An **improver function**, also called an **improver agent**, is an LLM-based function that takes as input an existing agent (configuration + implementation) along with evaluation metrics or performance data, and generates a new agent that solves the same task but with improved performance.

**What improver functions CAN do:**
- **Modifying prompts** (when `"_modifiable": true`) - add chain-of-thought reasoning, improve instructions, add examples, extend reasoning chains for more detailed analysis (as longer reasoning increases test time computation and may give better performance)
- **Selecting and transforming inputs** (when `"_modifiable": true`) - choose which inputs from the schema to use in prompt templates, add new computed input functions to transform available data, and write custom preprocessing methods that process input data or extract examples from datasets available in the input schema
- **Adjusting model selection and parameters** (when `"_modifiable": true`) - change to different available models, adjust temperature, max_tokens, etc.

**What improver functions CANNOT or should NOT do:**
- **Access inputs not in the input schema** - they cannot invent new input fields because the input schema defines the contract between the agent and its callers, and changing it would break existing workflows and data pipelines.
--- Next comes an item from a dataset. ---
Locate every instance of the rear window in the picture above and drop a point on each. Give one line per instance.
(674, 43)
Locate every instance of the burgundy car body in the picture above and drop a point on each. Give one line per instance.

Improver agents work within the constraint of available data.
- **Add post-processing logic or validation functions** - agents represent a single LLM inference call with preprocessing only. This architectural constraint ensures predictable behavior, clear cost modeling, and composability in larger workflows. Any processing must happen before the LLM call, not after.
- **Modify output schemas** - the output section is typically marked `"_modifiable": false` and should never be changed because it defines the contract for downstream consumers. Changing output schemas breaks agent chaining in workflows and violates the framework's composability guarantees.
- **Modify non-modifiable sections** - sections marked `"_modifiable": false` must remain unchanged to maintain compatibility and prevent breaking agent chaining in workflows.